Researchers have identified three major characteristics in the model. The first characteristic is that the model is systematic, semi-structured and flexible to suit the individual needs of the user. The second one is that it deals with the fundamental abilities in the development of functional abilities. The last characteristic is that it incorporates practices from different intervention approaches and learning methods (Miller-Kuhaneck, 2004). The development of unprompted, functional communication skills and emotional regulation are the main priorities in treatment and educational efforts. As already noted, the model is not exclusive to other intervention methods, but instead offers an effective framework for those seeking to implement treatment or educational plan that is founded on the knowledge of the basic developmental difficulties that children with autism face. Family-centered care is an effective way of developing and implementing such a plan (Ospina, Krebs Seida & Clark, et al. 2008).

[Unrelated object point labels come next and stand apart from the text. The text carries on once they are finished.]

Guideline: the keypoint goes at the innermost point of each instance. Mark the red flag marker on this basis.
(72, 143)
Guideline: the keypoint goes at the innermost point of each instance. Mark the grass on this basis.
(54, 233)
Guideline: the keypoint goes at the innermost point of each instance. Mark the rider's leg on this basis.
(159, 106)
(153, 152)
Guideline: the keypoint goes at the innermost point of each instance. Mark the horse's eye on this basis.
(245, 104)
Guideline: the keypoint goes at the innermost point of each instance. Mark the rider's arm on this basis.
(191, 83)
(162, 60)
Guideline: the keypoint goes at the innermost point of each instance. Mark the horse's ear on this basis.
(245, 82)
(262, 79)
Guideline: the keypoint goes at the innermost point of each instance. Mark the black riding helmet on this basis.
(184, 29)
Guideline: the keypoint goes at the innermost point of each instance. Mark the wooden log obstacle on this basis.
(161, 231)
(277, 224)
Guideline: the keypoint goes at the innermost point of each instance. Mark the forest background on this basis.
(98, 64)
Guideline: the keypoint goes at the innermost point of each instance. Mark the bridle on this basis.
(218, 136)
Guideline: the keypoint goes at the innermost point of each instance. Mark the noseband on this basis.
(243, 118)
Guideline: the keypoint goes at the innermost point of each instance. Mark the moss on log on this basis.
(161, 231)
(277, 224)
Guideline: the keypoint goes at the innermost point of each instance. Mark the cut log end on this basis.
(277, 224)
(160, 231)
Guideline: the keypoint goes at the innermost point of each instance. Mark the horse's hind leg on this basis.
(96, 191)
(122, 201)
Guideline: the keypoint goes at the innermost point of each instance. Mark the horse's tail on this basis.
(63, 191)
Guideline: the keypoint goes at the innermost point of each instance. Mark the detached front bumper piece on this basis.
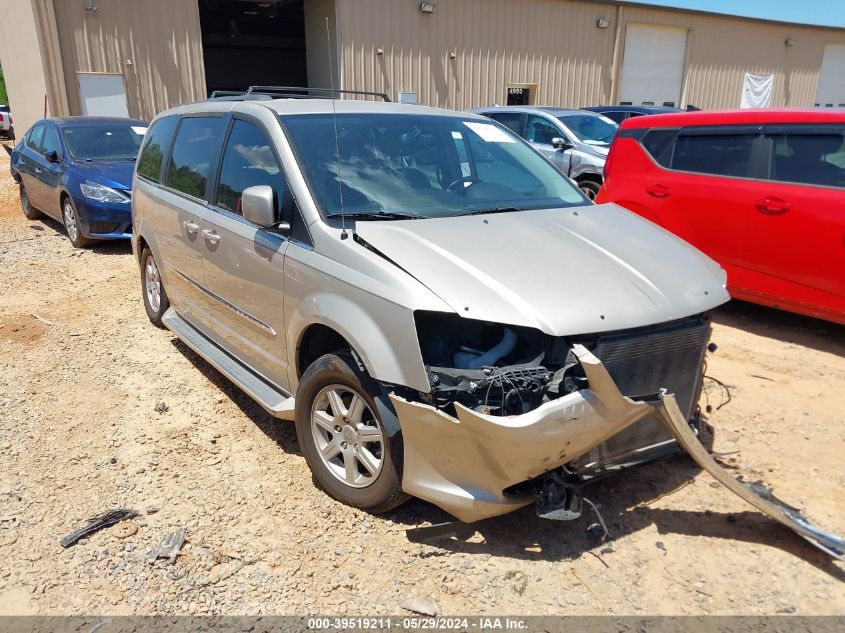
(756, 494)
(465, 464)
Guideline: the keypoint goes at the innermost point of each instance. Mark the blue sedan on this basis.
(78, 170)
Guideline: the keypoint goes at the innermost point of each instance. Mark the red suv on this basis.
(760, 191)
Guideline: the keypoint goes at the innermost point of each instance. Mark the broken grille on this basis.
(642, 363)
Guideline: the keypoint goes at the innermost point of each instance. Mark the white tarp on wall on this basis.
(757, 91)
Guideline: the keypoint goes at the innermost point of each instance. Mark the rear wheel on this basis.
(155, 298)
(349, 434)
(72, 226)
(30, 212)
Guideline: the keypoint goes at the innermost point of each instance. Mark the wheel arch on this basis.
(383, 347)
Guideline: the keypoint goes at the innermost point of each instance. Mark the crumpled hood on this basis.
(563, 271)
(113, 173)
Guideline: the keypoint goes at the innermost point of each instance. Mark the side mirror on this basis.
(560, 143)
(259, 207)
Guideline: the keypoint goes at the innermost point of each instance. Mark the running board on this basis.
(276, 403)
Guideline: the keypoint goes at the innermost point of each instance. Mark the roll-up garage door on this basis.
(830, 92)
(653, 65)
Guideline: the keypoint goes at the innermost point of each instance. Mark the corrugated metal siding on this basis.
(31, 62)
(494, 42)
(555, 45)
(161, 38)
(721, 50)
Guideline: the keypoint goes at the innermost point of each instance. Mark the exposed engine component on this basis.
(503, 390)
(469, 358)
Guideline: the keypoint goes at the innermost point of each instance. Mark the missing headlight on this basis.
(493, 368)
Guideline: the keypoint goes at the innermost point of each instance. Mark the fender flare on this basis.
(370, 342)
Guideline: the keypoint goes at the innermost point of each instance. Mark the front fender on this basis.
(382, 334)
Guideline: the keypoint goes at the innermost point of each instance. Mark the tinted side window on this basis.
(511, 120)
(33, 140)
(658, 143)
(155, 145)
(812, 156)
(248, 161)
(719, 154)
(196, 147)
(616, 115)
(50, 143)
(539, 130)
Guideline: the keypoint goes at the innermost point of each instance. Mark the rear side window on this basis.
(196, 147)
(50, 143)
(718, 154)
(33, 139)
(538, 130)
(155, 146)
(658, 143)
(808, 155)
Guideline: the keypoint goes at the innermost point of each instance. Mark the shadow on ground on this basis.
(783, 326)
(101, 247)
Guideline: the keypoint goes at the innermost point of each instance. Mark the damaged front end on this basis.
(494, 435)
(492, 421)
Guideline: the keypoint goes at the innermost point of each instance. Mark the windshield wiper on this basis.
(376, 215)
(495, 210)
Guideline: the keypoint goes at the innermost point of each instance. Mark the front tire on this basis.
(72, 226)
(349, 434)
(29, 212)
(155, 298)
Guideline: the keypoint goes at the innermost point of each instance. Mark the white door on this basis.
(102, 94)
(653, 65)
(830, 92)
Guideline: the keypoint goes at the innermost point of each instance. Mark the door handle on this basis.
(773, 206)
(658, 191)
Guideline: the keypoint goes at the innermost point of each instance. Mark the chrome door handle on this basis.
(658, 191)
(773, 206)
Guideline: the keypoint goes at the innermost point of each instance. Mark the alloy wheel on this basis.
(347, 435)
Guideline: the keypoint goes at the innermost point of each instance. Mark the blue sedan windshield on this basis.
(107, 141)
(411, 165)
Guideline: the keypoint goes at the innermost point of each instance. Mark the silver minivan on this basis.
(438, 309)
(576, 141)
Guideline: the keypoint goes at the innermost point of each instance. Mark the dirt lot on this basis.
(99, 409)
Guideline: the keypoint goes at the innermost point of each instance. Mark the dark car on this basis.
(620, 113)
(78, 170)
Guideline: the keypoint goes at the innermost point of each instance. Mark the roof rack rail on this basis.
(291, 92)
(237, 95)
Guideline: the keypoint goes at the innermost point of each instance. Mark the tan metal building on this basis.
(76, 56)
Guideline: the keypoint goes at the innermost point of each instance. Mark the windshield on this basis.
(423, 166)
(590, 129)
(108, 141)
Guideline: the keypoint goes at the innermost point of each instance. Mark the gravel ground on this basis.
(99, 409)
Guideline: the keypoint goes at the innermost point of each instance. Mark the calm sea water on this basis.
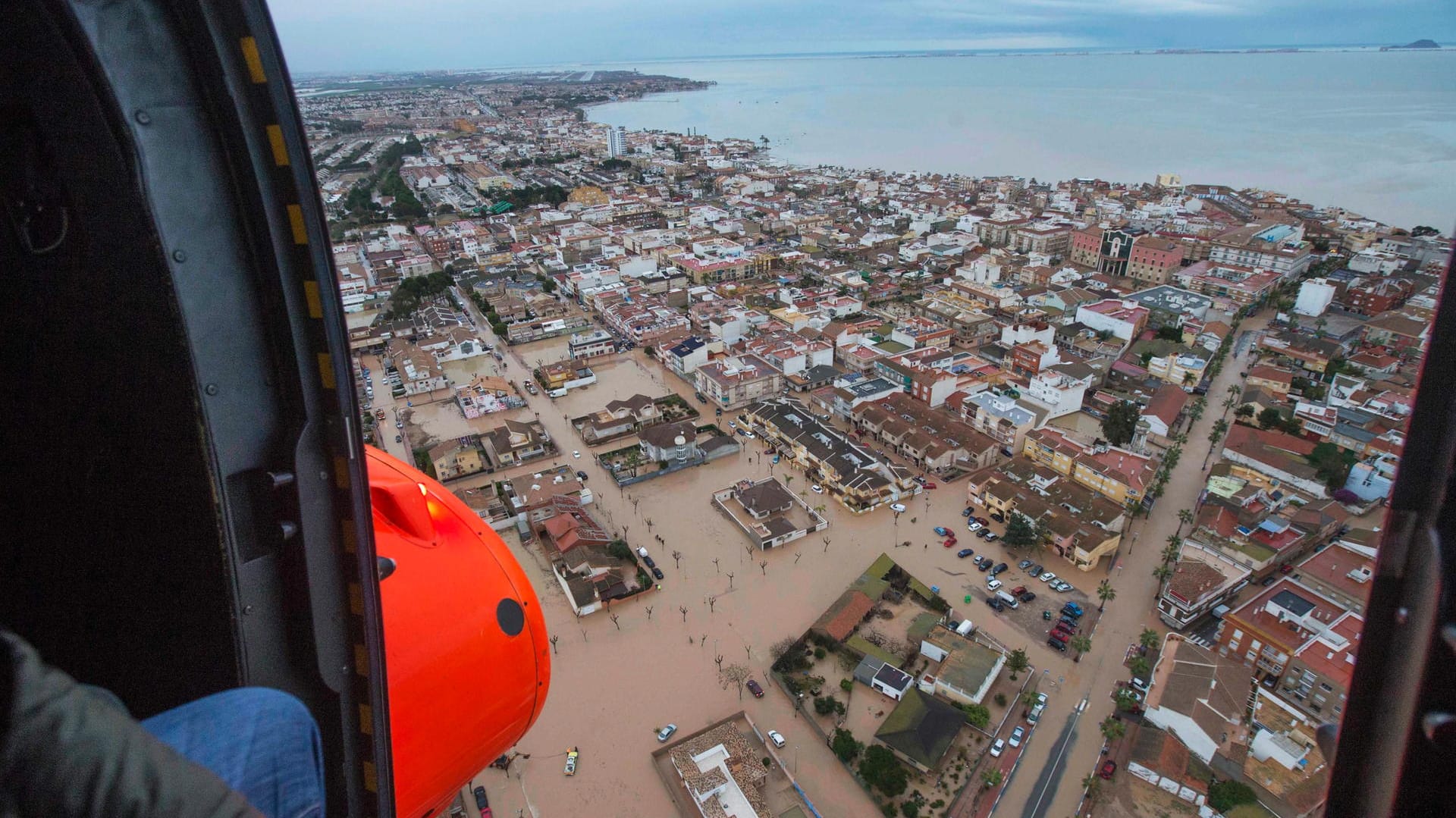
(1370, 131)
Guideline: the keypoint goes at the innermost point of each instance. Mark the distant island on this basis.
(1417, 44)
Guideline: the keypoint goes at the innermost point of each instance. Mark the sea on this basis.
(1372, 131)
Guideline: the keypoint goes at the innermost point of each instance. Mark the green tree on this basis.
(1120, 422)
(883, 770)
(1139, 666)
(1019, 530)
(1112, 728)
(1017, 661)
(1106, 593)
(1226, 795)
(845, 745)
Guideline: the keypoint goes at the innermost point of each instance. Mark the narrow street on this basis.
(1125, 618)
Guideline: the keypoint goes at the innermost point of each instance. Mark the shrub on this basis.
(1226, 795)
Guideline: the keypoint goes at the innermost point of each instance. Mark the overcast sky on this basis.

The idea behind the use of developmental transactional intervention approaches for children with autism is help in development through the stages of achieving effective communication skills. This is by targeting the very area that is affected by the disorder, which is communication and social interaction. It is also aimed at helping parents and caregivers in the understanding of the most effective way of supporting children with autism (Kidd, 2002). Through the use of the model, it is possible to develop the goals, objectives and activities that are focused on supporting the child develop social and communication skills. They are also able to identify basic interpersonal modification, environmental settings, and visual supports and the way these can be included in natural, practical and significant contexts (Dawson, Mottron and Gernsbacher, 2008).